Tutte le statistiche (se ce ne fosse bisogno) sono concordi nel segnalare un aumento della povertà nei Paesi sviluppati da attribuirsi alla crisi finanziaria iniziata nel 2008. In Italia con qualche accento in più. Ma sono passati dieci anni, gli indicatori economici mostrano una ripresa, eppure i livelli di povertà continuano a crescere, così come il divario tra i pochi ricchi e la moltitudine dei poveri e degli impoveriti.

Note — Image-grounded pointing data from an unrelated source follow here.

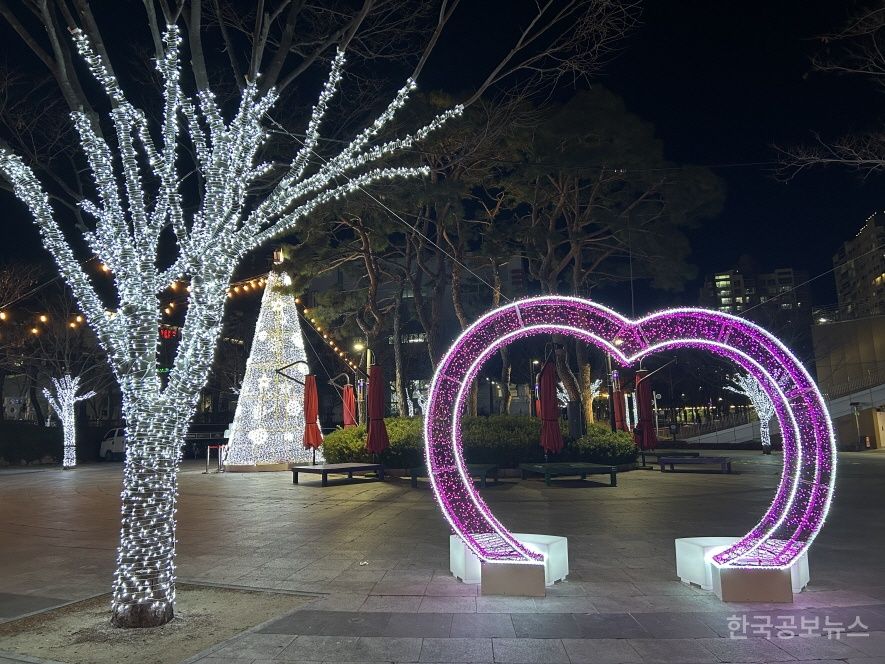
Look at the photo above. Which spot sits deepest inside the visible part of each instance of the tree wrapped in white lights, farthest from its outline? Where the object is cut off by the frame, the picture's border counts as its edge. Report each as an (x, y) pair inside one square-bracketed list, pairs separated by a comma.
[(63, 400), (268, 426), (749, 387), (140, 203)]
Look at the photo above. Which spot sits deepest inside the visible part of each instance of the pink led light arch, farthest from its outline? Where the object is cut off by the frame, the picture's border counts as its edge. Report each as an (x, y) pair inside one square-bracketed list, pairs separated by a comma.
[(802, 498)]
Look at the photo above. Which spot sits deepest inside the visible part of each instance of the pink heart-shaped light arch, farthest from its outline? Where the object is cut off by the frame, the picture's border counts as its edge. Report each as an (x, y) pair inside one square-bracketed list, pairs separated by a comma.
[(805, 491)]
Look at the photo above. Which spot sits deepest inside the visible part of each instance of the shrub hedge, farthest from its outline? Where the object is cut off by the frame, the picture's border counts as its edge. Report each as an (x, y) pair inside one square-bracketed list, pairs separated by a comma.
[(506, 440), (602, 445)]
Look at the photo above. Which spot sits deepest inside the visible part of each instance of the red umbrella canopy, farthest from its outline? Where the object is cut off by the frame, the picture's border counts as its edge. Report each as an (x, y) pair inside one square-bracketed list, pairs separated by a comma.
[(313, 437), (648, 436), (551, 435), (377, 440), (618, 405), (348, 405)]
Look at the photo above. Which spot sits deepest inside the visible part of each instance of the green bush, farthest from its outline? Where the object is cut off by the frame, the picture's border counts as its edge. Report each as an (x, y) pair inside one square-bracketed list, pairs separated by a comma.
[(602, 445), (507, 440), (26, 442), (405, 451)]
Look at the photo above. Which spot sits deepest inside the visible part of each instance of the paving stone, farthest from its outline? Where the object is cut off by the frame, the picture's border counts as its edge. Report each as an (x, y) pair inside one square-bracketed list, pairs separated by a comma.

Per la prima volta dal Dopoguerra i figli stanno peggio dei padri e la scala mobile sociale ha invertito la marcia: invece di salire, scende. La rivoluzione tecnologica e la globalizzazione, almeno per ora, stanno mostrando, dal punto di vista sociale, il volto peggiore, con la perdita di posti di lavoro almeno doppia rispetto a quelli creati (spesso precari e peggio retribuiti). In futuro, la tendenza deve necessariamente invertirsi: ne ha bisogno la democrazia per sopravvivere.
Perché ciò avvenga, occorre che sia la politica (è il suo mestiere) sia chi non è toccato dalla crisi contribuiscano a governare la difficile transizione. Senza condivisione del benessere, anche la ricchezza di chi ancora la possiede è a rischio. Probabilmente non ce ne rendiamo ancora conto perché i nuovi impoveriti, quella classe media non abituata agli stenti, sperando che le difficoltà siano passeggere non si vuole ancora autorappresentare.
Un esempio di cosa possano fare i «produttori di ricchezza» è stato presentato in questi giorni da A2A e da Fondazione Cariplo. Si tratta di un progetto a nostro avviso straordinario, un modello pilota per ora limitato all’energia e alla Lombardia; se esteso, potrebbe diventare un ammortizzatore sociale capace di autoalimentarsi.